It was our lucky day, as the last 100km before Aral were good bitumen. We’d bumped our way over 300km of terrible road. We arrived in Aral around 2pm.

It’s the thought that counts! A bad piece of English brings out Tim’s Neanderthal side.

Aral is hard to describe. It’s a reasonably big town, which used to sit next to the Aral sea. During the Russian era, the river that feeds it was redirected further north, for agricultural purposes. The sea dried up, and now the town of Aral sits next to a few rusted out boats. There are a couple of pools of stagnant water, that smell pretty bad. The salt has come up through the dirt, and sits on the surface. There is an old fisheries plant that has been abandoned, and a touristy looking building on the old foreshore has collapsed and been left in ruins. There are some boats on pedestals, and a man has set up his house underneath one, stealing power from a nearby telegraph pole. This is an environmental disaster of massive proportions.

The people we meet are not very nice, and make fun of us when we ask questions about the road ahead, and where we can get some good quality fuel. We get in trouble for where we park our car.

We take a walk out to some of the boats that are run aground. The heat is unbelievable. In 20 minutes we are completely drenched in sweat. I have a dizzy spell when I get back to the car.

Let’s get out of this place is the general consensus. The best fuel we can get is 93, but the sketch reports on the road seem to indicate that it is in good condition all the way to Qizilorda, which is some 470km away.

A couple of pictures of the Aral sea.

On the way out of town I spot some writing on the road. It’s been spray painted in black, and something catches my eye. I turn back for a closer look. It reads ‘Mongol Rally’. Someone is in front of us on this road. We assume it is the Spanish who passed us back in the Ukraine.

The heat is extreme, and there are long hills.
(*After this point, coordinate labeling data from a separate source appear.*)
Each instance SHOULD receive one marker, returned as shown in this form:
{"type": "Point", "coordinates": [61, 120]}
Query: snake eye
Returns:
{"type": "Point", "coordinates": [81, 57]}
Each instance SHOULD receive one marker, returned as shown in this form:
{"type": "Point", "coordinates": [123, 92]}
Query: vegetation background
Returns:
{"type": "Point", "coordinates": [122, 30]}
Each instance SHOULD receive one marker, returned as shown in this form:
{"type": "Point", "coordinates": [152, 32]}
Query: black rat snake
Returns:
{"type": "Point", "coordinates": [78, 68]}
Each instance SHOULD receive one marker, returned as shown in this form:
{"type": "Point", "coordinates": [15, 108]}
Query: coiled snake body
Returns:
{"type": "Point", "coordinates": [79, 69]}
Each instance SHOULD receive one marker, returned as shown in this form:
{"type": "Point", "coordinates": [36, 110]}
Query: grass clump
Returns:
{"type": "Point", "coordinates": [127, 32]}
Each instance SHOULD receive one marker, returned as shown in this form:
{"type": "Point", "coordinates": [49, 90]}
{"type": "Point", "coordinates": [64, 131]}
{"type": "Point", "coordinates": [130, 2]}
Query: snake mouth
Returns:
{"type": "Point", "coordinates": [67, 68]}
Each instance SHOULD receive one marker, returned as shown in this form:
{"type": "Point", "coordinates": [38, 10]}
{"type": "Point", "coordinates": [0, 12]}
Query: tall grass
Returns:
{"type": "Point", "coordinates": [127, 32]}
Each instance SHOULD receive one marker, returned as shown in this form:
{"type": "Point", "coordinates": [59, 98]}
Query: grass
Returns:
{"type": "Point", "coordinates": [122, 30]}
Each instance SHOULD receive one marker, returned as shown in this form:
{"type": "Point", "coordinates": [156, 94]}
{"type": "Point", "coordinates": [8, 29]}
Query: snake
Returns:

The car starts to ping from the poor quality fuel. We stop and retard the timing. We realize it’s actually been pinging for a while, but we’ve failed to pick it up, mainly due to the noise from whipping cross winds, and our delirious state from the heat. This is bad news, as it’s actually been sounding pretty rough since Aktobe, and maybe this is because we’ve damaged it from pinging. We had a knocking noise when it was cold in England, and now it’s there all of the time. Tim thinks it’ll keep going for another 10000 km’s, but I wouldn’t be putting money on it. We now have an agreement to drive it as easily as possible. It still has good power, good oil pressure, and isn’t burning much oil, so surely it’s got a bit longer left in it.

Around 8pm we pull off to camp. We are incredibly filthy and sweaty, and the camping spot is low lying and looks like we’ll get mosquitos. We are only 120km’s from Qizilorda and the possibility of a hotel and a shower. I propose we continue in the dark to Qizilorda, and we set off. This is the wrong decision. The road has no markings at all, is not very wide, and keeps varying in width. The washers are broken. We made a new lid for the washer bottle from remouldable plastic in Brackley. You heat the plastic to 70 degrees, mould it, and then it sets hard. Only problem is at 15mph in a dessert the engine gets pretty hot. The remains of the washer cap are in a pool on the top of the bottle. There are an unbelievable amount of bugs hitting the windscreen, and without driving lights we can’t see anything. I narrowly miss hitting a stray cow. The SJ has horrible lights, and on high beam they are pointing at the sky. For 40km’s I struggle behind the wheel. When cars come the other way I can’t see the road at all. We’d previously added more 93 fuel to the tank, and now the engine starts to ping again. The driving is dangerous and the engine is suffering, so we make an excellent decision to stop and park on a paddock next to the road. There is no cover from passing cars, and the ground has been trampled by cows. It’s some sort of a marsh and when we turn our lantern on millions of bugs are attracted. The owner of the land appears from the darkness and looks at us menacingly. Tim trys to incicate a tent with his hands, and thank goodness the man nods and walks away. We can’t cook any food because of the insects. We pitch the tents in the dark and eat some stale bread for dinner (after already eating it for lunch)! It’s been baked for 2 days in the car. Tim and I open a bag of marshmallows and eat it with a spoon. It’s all melted together, but is quite tasty. With our ravenous hunger partially alleviated, we call it a day.